Once you have put your response out there you have lost control of what happens next, including where that comment may end up, who may see it and what it may be used for. Before you press send you still have control of what you say and how you say it. Give it a minute, an hour, a day, overnight or the weekend. However long it takes to pause and really ask yourself the question “would I be happy for a Judge to read this and make assumptions about me and who I am based on this”. If the answer is no then don’t send it. Remember that no response at all may be the best solution.
- Secure your privacy. Unless you have been lucky enough to avoid the modern world for the last 20 years you probably have dozens of email accounts, online profiles, portals and Apps which each have their own password and login. When you and your spouse are together everyone had everyone else’s login details and passwords and no one thought twice. When you and your spouse separate it’s a good idea to set up a new email account so that you can be sure that no one is intercepting your private communications. At a minimum, change your passwords for your private accounts. Also remember things like Cloud based accounts that may be available on multiple devices, like the iPad that the kids have, that old laptop or another device that is laying around which may be accessed by the other person and where your private information is backed up to.
- Sentimental items. Even the most hardened minimalist will still likely have kept one or two keep sakes, mementos, treasures or lucky charms from over the years that reminds them of something special. Whether it is that trophy you won with the A-side footy club for the Under 18’s, the christening gown that has been in your family for three generations, the snow dome from that Christmas you spent in New York, Great grandmas’ wedding dress or even that jar of Vegemite 2.0 that you hope will one day be the collectable of the future. Chances are that it has great sentimental value to you but is of limited monetary value to anyone else. While personal property can be the subject of a property settlement dispute, if a person has retained an item that is of minimal monetary value it can be difficult to justify the legal costs to secure its return when it is suddenly said that the item you desperately want back is now “lost”, “stolen” or “gone”. To be clear, emptying the house of all home contents for “safe keeping” is not the solution. However, securing those couple of low value sentimental items before they disappear can save a lot of time and stress. Remember the best argument is the one you don’t have to have.
- The family pet. Lawyers are very good at assisting when it comes to helping you work out the arrangements which are in the best interests of your children. Most of us however are not as skilled at working out the view’s expressed by the family pet as to where they would like to live and their attachment to each of their parents. Whether you loved the family dog or cat or could not stand them, separation is not the time (nor is there ever a right time) to take out your frustration on your former spouse by threatening to harm or dispose of a beloved family pet or animal.
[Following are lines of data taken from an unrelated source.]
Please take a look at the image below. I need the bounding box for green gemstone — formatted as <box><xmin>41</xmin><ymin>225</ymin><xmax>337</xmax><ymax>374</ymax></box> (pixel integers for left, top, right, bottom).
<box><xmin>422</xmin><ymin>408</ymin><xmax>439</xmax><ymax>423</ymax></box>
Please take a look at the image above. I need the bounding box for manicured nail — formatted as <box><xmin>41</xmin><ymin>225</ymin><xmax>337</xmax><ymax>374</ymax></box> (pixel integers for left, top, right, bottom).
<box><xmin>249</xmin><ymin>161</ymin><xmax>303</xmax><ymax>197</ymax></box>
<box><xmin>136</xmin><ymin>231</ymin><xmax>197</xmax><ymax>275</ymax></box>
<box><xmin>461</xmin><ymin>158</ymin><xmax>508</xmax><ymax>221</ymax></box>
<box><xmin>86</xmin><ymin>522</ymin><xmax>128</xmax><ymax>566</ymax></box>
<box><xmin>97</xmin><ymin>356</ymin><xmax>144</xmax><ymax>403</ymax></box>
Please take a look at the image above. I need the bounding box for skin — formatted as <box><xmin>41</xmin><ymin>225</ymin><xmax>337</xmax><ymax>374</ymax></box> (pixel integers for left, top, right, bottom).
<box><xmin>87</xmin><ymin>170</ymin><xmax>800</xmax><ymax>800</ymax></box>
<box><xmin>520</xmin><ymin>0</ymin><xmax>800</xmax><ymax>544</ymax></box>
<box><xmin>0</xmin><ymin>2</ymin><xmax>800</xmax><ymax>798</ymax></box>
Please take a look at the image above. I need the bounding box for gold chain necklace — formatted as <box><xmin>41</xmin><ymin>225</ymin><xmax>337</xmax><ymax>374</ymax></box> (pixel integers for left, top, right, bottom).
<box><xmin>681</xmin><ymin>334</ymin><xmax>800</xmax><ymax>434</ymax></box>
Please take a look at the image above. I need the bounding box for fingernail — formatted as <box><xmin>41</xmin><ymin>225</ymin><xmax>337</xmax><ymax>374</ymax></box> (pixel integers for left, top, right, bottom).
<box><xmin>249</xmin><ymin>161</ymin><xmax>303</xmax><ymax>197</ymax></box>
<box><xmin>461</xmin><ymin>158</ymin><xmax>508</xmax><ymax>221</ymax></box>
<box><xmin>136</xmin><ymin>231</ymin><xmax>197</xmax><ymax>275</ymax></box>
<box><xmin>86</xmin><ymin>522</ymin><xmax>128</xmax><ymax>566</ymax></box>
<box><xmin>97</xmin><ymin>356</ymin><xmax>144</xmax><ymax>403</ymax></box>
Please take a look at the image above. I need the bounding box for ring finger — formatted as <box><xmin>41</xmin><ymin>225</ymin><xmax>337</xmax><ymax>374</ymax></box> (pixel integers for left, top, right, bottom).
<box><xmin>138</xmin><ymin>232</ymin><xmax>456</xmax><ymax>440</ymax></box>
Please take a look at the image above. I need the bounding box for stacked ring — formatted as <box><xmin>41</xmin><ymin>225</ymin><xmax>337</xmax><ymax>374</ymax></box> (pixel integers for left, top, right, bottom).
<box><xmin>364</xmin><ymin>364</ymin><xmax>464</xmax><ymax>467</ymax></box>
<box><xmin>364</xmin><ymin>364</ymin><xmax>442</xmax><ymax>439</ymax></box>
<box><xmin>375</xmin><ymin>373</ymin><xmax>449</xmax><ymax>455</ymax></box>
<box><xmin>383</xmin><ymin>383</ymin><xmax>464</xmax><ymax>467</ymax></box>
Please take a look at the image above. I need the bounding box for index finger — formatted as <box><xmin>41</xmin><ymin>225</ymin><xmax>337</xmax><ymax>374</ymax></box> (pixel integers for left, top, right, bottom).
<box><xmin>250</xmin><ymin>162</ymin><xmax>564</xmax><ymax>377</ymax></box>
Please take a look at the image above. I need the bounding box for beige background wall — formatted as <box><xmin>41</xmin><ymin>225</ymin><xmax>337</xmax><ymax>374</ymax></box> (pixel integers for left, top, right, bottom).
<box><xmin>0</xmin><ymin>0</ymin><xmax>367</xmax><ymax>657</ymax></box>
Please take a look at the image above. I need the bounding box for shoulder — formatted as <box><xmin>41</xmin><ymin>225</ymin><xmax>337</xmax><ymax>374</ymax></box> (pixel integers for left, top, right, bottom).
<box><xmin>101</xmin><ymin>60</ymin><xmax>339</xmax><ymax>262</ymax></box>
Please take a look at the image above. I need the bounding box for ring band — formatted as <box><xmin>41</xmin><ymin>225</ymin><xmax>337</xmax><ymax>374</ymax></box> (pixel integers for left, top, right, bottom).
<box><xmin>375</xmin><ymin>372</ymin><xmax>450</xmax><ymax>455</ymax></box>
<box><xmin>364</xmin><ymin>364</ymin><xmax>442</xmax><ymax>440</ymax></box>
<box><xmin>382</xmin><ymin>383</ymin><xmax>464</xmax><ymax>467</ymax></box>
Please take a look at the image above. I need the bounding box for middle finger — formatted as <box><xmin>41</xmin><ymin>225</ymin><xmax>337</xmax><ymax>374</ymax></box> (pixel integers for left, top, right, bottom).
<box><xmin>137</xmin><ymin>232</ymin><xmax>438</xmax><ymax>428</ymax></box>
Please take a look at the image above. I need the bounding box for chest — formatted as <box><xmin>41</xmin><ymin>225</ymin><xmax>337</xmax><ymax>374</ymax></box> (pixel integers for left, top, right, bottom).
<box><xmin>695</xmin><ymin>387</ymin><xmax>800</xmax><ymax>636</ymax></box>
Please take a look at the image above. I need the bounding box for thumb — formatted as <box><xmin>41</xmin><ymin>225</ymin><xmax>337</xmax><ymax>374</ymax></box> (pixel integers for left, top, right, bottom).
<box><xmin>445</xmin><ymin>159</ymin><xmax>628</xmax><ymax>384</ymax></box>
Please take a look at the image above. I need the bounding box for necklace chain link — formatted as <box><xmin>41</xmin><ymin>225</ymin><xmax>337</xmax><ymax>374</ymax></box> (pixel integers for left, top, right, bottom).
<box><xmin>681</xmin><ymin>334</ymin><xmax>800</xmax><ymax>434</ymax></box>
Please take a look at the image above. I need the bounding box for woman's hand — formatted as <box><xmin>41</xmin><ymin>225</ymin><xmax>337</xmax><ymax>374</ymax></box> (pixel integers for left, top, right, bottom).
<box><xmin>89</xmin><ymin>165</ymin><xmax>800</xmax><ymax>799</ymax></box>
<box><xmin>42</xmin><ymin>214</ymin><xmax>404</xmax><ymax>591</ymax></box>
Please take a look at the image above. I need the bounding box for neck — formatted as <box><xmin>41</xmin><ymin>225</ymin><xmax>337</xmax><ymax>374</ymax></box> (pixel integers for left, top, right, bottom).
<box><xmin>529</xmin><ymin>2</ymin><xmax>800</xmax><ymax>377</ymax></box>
The issue of what is going to happen with the family pet is best negotiated and agreed to early if at all possible and before anything happens to the animal. When someone does something in the heat of the moment it can and does come into family law matters in different ways and rarely in a good sense. However, if a pet has been put-down, given away or sold by a callous partner, while there may be good arguments why the conduct was wrong and hurtful to you or the kids, the best legal argument is not going to return that loving pet you held in such affection.
- The informal property settlement – It does not work. You and your spouse have separated. You have negotiated directly. You have reached an agreement for all of your property. You have written it all down. You even had it put in a Stat Dec and witnessed by a friend that is a JP. You have both carried it out. You don’t need a Lawyer? The answer is without a doubt Yes, you need to see a Lawyer now! There are so many things that “you don’t know, you don’t know” until it’s too late. The risks are, and it happens all too often, that the amicable property settlement you reached together does not work as you hoped. Your informal property settlement is not binding in any way and your rights are at risk. No matter how amicable things are now there is no substitute for getting independent legal advice and taking steps to legally finalise a property settlement in the right way with the assistance of a solicitor.